H+ Calculation for 0.220 M Aniline Solution with Kb = 7.4e-10

[parwana]

Calculate [H+]?

Calculate [ H + ] of a 0.220 M solution of Aniline C6H5NH2 Kb = 7.4e-10

 

[Sirus]

Consider that for a reaction
$$HA_{(aq)}\rightleftharpoons~H^{+}_{(aq)}~+~A^{-}_{(aq)}$$
we can use
$$K_{a}=\frac{[H^{+}_{(aq)}][A^{-}_{(aq)}]}{[HA_{(aq)}]}$$
How can you find $K_{a}$ when given $K_{b}$?

 

[chem_tr]

Sirus is right; an alternative point of view may be using dissociative approach. In this, you start with 0.220 M of aniline, but only $\displaystyle x$ of it is ionized to give some $\displaystyle H^+$. We know the equilibrium constant of this reaction, i.e., $$\displaystyle \frac {10^{-14}}{K_b}$$.

$$\displaystyle \underbrace{C_6H_5NH_2_{(aq)}}_{0.220-x} \leftrightharpoons \underbrace{C_6H_5NH^-_{(aq)}}_{x}+\underbrace{H^+_{(aq)}}_{x}$$

Now it is better for you to consider the magnitude of $$\displaystyle \frac {10^{-14}}{K_b}$$; for the sake of simplification, you may omit the $\displaystyle x$ in $\displaystyle 0.220-x$, as we may omit values generally less than 5%. Of course, you may also want to solve the quadratic equation to find the exact answer, but believe me this is not very necessary.

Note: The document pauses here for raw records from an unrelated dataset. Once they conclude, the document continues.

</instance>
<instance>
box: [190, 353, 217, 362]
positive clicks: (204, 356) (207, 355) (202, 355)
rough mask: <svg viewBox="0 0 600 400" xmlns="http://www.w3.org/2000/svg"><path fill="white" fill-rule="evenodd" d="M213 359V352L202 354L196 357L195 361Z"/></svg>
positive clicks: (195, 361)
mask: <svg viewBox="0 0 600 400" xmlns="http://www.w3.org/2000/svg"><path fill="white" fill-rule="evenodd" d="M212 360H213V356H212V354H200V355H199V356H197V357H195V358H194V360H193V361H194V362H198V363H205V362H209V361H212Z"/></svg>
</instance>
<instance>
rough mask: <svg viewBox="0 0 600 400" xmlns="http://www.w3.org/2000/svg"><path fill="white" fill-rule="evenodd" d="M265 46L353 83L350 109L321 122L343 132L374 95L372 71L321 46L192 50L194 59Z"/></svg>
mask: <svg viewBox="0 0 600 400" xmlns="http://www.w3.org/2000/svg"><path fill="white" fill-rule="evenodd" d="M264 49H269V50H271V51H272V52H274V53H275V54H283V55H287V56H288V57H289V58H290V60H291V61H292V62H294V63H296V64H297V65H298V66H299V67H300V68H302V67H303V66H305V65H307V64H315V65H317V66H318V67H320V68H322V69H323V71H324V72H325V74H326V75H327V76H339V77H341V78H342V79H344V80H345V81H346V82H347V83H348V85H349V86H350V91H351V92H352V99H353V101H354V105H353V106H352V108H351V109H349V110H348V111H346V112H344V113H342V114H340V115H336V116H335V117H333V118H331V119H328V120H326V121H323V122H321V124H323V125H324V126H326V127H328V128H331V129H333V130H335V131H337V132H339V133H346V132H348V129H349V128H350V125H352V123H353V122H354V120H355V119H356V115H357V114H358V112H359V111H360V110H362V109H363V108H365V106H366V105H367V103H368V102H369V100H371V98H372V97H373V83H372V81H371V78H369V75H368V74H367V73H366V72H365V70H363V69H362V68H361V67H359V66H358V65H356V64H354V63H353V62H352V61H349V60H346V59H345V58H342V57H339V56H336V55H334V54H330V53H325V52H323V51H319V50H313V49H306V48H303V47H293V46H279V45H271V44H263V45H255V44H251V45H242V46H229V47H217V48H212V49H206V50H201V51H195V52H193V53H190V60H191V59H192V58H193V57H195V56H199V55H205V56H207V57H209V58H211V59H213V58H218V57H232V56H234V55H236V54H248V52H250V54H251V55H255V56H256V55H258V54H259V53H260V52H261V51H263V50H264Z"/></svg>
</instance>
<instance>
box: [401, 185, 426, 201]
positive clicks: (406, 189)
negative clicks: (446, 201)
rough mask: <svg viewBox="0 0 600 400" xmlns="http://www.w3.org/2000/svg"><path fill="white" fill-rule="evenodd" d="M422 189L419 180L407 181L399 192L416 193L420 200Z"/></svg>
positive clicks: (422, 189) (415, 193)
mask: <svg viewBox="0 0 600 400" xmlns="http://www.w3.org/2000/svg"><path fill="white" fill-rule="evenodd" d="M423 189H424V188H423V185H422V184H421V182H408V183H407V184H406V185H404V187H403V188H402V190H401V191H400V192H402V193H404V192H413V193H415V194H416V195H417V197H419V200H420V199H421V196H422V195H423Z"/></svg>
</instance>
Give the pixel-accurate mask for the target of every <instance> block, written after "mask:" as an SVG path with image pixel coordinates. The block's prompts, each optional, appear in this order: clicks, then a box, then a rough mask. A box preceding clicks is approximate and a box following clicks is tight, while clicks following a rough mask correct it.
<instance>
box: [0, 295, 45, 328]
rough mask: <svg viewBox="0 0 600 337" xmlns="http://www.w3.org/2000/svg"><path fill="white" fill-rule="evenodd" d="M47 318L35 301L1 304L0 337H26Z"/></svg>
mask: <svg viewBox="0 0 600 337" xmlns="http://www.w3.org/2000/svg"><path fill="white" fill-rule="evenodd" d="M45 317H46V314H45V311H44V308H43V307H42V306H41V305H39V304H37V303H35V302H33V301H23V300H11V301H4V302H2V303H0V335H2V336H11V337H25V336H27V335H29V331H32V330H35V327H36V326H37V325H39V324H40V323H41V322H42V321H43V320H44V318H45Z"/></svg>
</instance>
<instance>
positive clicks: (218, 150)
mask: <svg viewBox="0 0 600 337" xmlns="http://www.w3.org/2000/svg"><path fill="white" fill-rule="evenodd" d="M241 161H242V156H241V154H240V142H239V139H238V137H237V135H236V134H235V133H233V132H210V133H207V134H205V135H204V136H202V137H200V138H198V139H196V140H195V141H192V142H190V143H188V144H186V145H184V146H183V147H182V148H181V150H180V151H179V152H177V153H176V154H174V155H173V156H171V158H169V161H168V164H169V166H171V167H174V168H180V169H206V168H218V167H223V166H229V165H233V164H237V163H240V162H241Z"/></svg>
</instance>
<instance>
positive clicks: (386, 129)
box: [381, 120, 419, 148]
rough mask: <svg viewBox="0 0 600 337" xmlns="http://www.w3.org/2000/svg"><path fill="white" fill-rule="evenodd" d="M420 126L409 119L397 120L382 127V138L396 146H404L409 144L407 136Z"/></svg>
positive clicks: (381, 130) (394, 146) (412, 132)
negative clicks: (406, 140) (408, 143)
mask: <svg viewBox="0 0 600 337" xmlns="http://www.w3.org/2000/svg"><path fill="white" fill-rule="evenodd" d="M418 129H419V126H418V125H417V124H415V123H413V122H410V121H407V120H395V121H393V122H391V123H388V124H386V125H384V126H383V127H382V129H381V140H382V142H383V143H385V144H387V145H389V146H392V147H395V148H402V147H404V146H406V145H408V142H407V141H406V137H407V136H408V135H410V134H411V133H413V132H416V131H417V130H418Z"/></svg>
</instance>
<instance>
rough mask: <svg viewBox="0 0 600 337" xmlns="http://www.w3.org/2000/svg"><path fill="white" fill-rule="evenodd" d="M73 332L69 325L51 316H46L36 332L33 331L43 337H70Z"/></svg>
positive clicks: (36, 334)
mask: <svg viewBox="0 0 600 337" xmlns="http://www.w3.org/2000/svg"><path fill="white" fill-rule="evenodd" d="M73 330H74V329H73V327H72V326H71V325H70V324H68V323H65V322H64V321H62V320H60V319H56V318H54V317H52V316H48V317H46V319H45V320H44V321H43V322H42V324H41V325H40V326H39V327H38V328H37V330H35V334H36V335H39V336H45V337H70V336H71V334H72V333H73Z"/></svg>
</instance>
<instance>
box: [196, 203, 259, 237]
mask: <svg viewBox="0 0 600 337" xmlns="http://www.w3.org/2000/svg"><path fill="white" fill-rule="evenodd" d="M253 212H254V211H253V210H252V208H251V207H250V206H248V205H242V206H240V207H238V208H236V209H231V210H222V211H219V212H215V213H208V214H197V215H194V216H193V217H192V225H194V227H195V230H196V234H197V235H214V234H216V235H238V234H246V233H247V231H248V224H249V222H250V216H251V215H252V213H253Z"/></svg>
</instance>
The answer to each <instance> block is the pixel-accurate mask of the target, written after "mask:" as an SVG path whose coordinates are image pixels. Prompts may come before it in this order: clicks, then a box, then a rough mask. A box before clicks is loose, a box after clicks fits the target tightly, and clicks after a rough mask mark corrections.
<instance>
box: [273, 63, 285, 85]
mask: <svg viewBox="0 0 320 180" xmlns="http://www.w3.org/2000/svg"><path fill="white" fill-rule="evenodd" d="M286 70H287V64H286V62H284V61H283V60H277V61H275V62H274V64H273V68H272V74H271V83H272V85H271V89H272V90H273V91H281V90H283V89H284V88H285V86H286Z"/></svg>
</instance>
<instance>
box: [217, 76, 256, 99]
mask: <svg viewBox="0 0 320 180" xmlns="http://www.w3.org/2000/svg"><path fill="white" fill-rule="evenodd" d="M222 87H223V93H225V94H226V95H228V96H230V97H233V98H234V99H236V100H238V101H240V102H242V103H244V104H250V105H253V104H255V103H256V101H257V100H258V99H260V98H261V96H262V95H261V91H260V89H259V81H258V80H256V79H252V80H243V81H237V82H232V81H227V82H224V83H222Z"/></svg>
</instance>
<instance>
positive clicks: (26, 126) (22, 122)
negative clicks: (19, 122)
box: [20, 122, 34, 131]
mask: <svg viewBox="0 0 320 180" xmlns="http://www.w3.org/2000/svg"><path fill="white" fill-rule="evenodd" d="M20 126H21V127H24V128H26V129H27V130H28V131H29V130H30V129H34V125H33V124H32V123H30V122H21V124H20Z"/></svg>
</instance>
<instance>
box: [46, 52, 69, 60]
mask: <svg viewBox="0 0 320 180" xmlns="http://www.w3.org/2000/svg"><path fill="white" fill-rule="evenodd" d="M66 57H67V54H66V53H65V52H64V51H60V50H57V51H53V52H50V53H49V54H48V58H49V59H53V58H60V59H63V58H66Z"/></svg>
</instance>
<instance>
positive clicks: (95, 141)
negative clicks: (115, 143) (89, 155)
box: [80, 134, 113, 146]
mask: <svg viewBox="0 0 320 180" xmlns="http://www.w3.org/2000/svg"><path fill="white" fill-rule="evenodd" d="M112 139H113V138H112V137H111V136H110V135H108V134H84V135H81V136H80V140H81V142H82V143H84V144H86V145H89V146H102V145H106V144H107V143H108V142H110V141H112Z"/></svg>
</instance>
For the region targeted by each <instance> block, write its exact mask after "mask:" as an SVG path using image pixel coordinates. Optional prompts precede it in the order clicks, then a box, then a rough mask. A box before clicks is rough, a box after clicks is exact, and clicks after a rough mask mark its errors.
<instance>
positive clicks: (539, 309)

What you'll do next is to find the $\displaystyle -\log x$.

 

[ShawnD]

Sirus is right; an alternative point of view may be using dissociative approach. In this, you start with 0.220 M of aniline, but only $\displaystyle x$ of it is ionized to give some $\displaystyle H^+$. We know the equilibrium constant of this reaction, i.e., $$\displaystyle \frac {10^{-14}}{K_b}$$.

$$\displaystyle \underbrace{C_6H_5NH_2_{(aq)}}_{0.220-x} \leftrightharpoons \underbrace{C_6H_5NH^-_{(aq)}}_{x}+\underbrace{H^+_{(aq)}}_{x}$$

Aniline is a base, not an acid. Hydrogen will stick to the lone pair on the nitrogen so the reaction is like this:

$$C_6H_5NH_2 + H_2O \rightarrow C_6H_5NH_3^+ + OH^-$$

 

[Sirus]

In that case, for a reaction
$$B_{(aq)}~+~H_{2}O_{(l)}\rightleftharpoons~BH^{+}_{(aq)}~+~OH^{-}_{(aq)}$$
we can use
$$K_{b}=\frac{[BH^{+}_{(aq)}][OH^{-}_{(aq)}]}{[B_{(aq)}]}$$

 

[chem_tr]

Dear ShawnD, you are right about aqueous reactions, but don't forget that there are very powerful bases for using in non-aqueous phases like sodium hydride, lithium diisopropylamide, etc, which can take a proton to give anilinide anion.

In most cases, your reaction is sufficient, and same things may be said for Sirus' last post.